TST often misses TB in pregnant HIV+ women
New research finds that the most commonly used test for tuberculosis fails to accurately diagnose TB in up to 50 percent of pregnant women who are HIV positive.
“The World Health Organization and many governments endorse the TST [tuberculin skin test] because it is a cheap and ubiquitous test,” lead study author Jyoti Mathad, MD, said in a statement. “However, our over-reliance on this single test means that we are failing to detect and treat a potentially life-threatening infection in tens of millions of high-risk women.” Dr. Mathad is instructor of medicine in the Center for Global Health at Weill Cornell Medical College in New York.
“We found that QGIT positivity was almost three times higher than the more widely used TST at every time point tested,” noted the authors (Mathad JS, et al. Am J Respir Crit Care Med. Published online ahead of print Jan. 14, 2016. doi:10.1164/rccm.201508-1595OC).
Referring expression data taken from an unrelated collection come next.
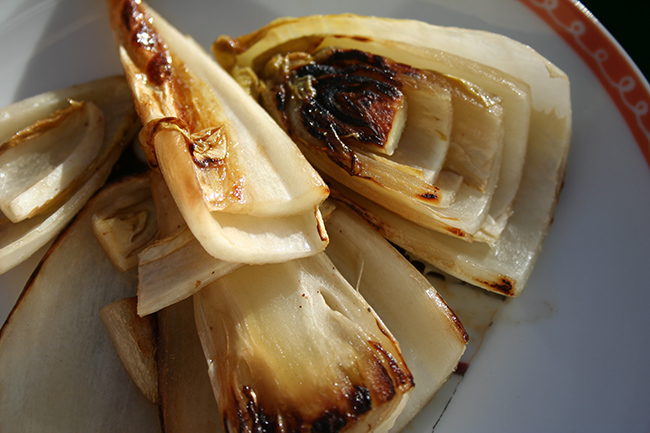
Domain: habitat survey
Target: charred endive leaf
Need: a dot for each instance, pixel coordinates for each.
(244, 189)
(332, 115)
(58, 367)
(431, 337)
(535, 98)
(416, 44)
(294, 347)
(55, 155)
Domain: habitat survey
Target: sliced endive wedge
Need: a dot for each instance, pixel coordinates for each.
(423, 46)
(43, 162)
(431, 337)
(39, 122)
(128, 225)
(294, 347)
(58, 367)
(244, 189)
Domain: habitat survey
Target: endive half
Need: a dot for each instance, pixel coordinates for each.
(70, 165)
(244, 189)
(58, 367)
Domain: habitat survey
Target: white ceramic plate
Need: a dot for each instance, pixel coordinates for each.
(571, 354)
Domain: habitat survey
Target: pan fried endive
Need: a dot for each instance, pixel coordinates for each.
(325, 78)
(246, 193)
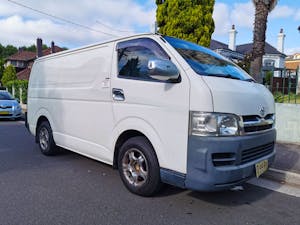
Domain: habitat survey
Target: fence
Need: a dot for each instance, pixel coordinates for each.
(284, 84)
(19, 93)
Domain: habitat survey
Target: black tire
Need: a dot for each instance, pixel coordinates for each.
(138, 167)
(45, 139)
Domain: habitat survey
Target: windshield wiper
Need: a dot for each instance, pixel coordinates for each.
(224, 75)
(250, 80)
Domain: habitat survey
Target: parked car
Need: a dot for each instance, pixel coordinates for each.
(159, 109)
(9, 107)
Dr. Mathad and her colleagues enrolled 252 women who were in their second or third trimester and receiving care at a public teaching hospital in India. The women received TB testing at enrollment during pregnancy or at delivery. An additional 39 women participated in a longitudinal study to assess how the TB tests were affected by changes in different stages of pregnancy. They were tested at delivery and three months postpartum. The researchers also collected blood samples to assess for levels of infection-fighting proteins.
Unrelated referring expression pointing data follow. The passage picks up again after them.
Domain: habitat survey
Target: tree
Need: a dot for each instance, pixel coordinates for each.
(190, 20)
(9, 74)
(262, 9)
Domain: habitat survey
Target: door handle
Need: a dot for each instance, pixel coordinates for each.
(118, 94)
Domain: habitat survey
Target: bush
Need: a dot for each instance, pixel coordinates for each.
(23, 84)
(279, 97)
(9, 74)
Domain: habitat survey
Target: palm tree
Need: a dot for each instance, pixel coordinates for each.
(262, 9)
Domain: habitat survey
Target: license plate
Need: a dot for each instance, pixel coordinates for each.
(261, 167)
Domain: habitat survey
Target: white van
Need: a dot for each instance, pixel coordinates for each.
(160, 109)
“Our blood data suggests that pregnant women produce lower levels of the immune chemicals that many TB diagnostics look for. This finding has implications beyond diagnostics,” Dr. Mathad said. “For example, not all pregnant women lose immune control of TB infection. But, currently, we have no way of predicting which women are most likely to get sick from the disease. Our findings about these immune chemicals provide a starting point for developing a test that will tell us who in this already high-risk population is at greatest risk of disease and death and is in most need of treatment.” She added that this insight about indicators of risk would also benefit other high-risk groups such as the elderly, young children, and all people who are HIV positive.